Sonntag, 20. März 2011

Die Phantasie kriecht wie eine Postkutsche

Die maschinelle Entwicklung kommt nur der Persönlichkeit zunutze, die über die Hindernisse des äußeren Lebens schneller zu sich selbst gelangt. Aber ihrer Hypertrophie sind die Gehirne des Durchschnitts nicht gewachsen. Von der Verwüstung, die die Druckerpresse anrichtet, kann man sich heute noch gar keine Vorstellung machen. Das Luftschiff wird erfunden und die Phantasie kriecht wie eine Postkutsche. Automobil, Telephon und die Riesenauflagen des Stumpfsinns – wer kann sagen, wie die Gehirne der zweitnächsten Generation beschaffen sein werden? Die Abziehung von der Naturquelle, die die Maschine bewirkt, die Verdrängung des Lebens durch das Lesen und die Absorbierung aller Kunstmöglichkeit durch den Tatsachengeist werden verblüffend rasch ihr Werk vollendet haben.

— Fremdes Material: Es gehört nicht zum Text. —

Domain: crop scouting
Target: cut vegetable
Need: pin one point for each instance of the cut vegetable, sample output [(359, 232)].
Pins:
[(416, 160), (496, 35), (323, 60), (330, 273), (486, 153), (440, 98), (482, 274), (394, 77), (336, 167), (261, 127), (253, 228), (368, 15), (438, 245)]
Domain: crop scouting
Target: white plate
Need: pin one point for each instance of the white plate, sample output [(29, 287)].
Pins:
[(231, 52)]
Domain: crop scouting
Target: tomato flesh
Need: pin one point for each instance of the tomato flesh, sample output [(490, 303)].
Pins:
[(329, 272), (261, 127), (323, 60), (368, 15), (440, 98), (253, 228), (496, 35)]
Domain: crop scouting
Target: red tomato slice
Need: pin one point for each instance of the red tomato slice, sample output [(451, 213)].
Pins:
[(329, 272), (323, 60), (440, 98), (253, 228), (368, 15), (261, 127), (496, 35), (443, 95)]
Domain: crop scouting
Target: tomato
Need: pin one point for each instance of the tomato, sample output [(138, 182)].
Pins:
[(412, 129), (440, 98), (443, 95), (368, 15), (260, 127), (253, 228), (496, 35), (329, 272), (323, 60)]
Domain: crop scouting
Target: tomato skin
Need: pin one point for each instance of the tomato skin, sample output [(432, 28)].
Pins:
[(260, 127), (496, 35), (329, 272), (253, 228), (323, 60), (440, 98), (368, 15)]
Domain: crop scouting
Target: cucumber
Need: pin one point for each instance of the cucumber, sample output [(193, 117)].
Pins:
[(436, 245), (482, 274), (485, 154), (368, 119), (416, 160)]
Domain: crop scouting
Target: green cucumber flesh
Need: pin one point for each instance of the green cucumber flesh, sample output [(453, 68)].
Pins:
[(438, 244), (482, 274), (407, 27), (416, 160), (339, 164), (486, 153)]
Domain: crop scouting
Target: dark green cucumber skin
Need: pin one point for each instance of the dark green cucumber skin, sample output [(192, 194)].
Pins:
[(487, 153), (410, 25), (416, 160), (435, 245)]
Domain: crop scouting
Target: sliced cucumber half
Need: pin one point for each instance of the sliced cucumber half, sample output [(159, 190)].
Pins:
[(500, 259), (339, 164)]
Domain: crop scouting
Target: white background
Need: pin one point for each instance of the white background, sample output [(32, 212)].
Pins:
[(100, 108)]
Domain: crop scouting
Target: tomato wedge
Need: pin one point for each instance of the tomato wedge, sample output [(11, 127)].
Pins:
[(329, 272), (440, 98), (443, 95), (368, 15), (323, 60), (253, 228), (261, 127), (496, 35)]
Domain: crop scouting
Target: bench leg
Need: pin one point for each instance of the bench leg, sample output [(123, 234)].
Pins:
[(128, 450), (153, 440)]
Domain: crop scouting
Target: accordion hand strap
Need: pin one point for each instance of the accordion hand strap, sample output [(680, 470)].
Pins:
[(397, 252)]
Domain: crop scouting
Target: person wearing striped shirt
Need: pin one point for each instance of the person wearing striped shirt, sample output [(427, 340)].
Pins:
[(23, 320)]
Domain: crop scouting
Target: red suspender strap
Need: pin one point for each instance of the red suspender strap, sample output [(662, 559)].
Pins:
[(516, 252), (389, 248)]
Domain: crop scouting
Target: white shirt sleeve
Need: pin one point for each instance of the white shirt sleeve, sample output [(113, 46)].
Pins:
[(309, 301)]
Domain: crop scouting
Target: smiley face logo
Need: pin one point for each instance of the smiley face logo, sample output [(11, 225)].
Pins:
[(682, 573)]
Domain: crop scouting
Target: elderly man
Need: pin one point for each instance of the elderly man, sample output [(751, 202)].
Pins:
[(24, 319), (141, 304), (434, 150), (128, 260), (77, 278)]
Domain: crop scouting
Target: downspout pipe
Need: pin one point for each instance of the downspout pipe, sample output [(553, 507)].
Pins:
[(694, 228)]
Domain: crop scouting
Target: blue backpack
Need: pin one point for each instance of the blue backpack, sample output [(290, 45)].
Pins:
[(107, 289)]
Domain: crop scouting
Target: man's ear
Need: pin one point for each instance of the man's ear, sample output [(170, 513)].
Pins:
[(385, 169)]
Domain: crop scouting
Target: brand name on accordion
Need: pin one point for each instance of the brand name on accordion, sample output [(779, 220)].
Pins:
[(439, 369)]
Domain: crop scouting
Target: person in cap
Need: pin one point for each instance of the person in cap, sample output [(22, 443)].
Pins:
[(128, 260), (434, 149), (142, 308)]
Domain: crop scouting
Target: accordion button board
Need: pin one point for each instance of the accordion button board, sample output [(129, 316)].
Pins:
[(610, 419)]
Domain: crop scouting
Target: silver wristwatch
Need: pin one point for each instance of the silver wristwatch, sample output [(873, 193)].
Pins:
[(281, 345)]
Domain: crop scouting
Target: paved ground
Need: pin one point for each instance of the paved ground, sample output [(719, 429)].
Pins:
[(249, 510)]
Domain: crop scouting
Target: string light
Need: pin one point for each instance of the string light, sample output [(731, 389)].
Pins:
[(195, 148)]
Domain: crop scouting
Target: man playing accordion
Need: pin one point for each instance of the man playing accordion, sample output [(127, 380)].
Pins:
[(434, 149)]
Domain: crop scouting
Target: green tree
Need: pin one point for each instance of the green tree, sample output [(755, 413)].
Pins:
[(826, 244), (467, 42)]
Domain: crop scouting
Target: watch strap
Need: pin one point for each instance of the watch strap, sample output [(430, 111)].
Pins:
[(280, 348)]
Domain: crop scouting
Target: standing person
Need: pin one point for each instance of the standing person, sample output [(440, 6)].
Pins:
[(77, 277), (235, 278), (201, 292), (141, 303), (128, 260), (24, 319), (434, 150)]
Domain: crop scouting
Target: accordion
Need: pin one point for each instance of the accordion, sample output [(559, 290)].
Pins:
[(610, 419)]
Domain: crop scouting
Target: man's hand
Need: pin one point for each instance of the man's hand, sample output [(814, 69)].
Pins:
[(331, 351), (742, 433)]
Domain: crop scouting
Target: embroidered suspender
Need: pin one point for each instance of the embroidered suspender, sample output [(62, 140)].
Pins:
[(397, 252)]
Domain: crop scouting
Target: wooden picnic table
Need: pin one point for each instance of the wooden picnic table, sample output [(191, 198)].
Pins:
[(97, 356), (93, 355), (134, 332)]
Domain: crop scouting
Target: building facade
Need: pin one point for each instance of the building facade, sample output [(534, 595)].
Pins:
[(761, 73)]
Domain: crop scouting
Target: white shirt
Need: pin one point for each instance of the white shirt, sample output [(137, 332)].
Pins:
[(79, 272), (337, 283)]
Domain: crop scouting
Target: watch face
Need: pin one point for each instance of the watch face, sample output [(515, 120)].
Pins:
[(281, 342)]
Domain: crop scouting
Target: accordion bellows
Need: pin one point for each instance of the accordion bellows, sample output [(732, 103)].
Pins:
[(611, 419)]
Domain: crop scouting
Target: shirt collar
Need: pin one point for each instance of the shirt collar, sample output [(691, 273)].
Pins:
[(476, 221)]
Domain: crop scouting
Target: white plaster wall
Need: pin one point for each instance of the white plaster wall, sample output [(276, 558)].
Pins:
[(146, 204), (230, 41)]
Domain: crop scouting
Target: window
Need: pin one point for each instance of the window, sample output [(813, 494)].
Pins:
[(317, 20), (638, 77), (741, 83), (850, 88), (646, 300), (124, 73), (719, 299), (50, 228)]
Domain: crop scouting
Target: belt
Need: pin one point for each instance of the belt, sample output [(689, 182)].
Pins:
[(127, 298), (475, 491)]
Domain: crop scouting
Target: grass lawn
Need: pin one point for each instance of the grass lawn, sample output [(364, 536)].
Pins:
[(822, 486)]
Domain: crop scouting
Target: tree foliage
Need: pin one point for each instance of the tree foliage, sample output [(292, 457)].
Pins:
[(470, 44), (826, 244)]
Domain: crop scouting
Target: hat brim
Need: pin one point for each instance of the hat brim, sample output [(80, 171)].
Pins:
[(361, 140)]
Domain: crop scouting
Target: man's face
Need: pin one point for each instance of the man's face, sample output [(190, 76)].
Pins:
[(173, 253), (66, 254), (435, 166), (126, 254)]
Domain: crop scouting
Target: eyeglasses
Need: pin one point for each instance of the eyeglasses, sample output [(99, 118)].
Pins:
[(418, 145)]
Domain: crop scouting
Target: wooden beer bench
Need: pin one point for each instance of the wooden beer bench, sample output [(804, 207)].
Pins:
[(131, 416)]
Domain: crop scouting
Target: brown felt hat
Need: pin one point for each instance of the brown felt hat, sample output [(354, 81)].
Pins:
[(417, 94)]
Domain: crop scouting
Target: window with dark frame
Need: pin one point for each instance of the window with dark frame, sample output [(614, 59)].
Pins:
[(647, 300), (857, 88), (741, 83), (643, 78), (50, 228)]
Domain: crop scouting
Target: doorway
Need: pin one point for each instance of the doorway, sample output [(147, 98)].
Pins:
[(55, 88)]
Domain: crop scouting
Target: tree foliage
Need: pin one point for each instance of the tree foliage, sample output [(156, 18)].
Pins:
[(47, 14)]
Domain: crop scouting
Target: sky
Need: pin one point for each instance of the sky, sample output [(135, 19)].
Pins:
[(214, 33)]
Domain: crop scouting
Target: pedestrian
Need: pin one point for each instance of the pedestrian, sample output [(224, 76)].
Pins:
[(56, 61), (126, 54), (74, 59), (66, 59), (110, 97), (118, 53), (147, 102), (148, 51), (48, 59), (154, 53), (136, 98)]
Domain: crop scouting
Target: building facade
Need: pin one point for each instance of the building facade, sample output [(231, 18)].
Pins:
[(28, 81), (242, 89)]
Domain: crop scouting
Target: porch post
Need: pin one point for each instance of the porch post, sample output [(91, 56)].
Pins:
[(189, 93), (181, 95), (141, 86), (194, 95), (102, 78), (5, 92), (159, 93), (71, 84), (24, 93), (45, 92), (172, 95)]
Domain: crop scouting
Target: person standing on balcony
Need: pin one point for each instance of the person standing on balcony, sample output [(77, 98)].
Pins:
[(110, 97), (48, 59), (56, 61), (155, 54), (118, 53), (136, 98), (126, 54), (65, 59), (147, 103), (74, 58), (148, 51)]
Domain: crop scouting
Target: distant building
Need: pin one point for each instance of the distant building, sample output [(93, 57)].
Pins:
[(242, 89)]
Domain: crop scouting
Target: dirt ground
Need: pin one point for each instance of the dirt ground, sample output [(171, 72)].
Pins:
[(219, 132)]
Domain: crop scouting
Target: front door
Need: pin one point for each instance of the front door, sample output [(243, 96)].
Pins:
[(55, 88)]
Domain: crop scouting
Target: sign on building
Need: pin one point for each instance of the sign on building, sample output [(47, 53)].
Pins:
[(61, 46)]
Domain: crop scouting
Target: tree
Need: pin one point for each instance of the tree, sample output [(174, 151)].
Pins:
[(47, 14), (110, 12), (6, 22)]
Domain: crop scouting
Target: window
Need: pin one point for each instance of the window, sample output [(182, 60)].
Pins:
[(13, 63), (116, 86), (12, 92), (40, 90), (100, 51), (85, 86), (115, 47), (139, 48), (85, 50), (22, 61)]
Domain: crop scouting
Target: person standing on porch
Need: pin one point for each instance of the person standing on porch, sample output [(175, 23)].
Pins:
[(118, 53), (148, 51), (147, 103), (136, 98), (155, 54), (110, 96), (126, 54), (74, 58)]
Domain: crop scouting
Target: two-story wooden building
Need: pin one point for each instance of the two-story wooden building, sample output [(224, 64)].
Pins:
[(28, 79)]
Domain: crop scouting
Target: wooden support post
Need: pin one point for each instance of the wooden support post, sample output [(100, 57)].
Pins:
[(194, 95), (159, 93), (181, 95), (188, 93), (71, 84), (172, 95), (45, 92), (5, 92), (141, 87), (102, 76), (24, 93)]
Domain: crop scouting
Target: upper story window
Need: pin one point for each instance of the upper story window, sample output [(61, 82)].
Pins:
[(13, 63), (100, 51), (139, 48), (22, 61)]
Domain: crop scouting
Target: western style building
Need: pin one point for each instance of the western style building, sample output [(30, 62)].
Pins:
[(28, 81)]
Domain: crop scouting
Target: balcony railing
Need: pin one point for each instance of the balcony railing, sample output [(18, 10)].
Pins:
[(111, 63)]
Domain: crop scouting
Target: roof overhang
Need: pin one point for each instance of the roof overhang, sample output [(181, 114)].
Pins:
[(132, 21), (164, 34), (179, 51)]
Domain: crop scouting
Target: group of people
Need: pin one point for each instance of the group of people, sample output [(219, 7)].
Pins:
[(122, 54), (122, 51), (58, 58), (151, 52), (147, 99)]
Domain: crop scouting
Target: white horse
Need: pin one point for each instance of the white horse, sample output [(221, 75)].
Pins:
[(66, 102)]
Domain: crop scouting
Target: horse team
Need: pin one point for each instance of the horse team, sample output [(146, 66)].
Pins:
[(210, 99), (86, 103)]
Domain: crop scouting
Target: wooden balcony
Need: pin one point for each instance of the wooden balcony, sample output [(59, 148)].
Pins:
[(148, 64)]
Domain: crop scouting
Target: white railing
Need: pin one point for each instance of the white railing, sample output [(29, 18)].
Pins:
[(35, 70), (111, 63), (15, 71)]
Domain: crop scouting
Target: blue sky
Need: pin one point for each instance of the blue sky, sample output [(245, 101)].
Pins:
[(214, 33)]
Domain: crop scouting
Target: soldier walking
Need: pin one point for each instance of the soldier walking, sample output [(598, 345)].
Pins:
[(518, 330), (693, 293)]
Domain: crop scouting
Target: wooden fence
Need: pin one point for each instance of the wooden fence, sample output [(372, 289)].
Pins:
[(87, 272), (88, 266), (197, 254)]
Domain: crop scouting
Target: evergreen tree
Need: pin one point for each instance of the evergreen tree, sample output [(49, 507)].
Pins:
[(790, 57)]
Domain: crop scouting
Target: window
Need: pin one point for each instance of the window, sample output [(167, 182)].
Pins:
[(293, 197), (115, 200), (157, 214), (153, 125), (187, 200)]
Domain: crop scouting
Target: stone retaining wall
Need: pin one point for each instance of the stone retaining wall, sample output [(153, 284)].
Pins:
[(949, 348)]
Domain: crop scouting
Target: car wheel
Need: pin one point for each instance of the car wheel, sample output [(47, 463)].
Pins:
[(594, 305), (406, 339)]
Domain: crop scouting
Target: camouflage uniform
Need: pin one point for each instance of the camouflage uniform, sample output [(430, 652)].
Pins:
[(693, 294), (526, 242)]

Nur in diesem Sinne möchte das heranbrechen einer Eiszeit verstanden sein. Man lasse inzwischen alle soziale Politik gewähren, an ihren kleinen Aufgaben sich bestätigen; lasse sie mit Volksbildung und sonstigen Surrogaten und Opiaten wirtschaften. Zeitvertreib bis zur Auflösung. Die Dinge haben eine Entwicklung genommen, für die in historisch feststellbaren Epochen kein Beispiel ist. Wer das nicht in jedem Nerv spürt, mag getrost die gemütliche Einteilung in Altertum, Mittelalter und Neuzeit fortsetzen. Mit einem Mal wird man gewahren, daß es nicht weiter geht. Denn die neueste Zeit hat mit der Herstellung neuer Maschinen zum Betrieb einer alten Ethik begonnen. In den letzten dreißig Jahren ist mehr geschehen, als vorher in dreihundert. Und eines Tages wird sich die Menschheit für die großen Werke, die sie zu ihrer Erleichterung geschaffen hat, aufgeopfert haben.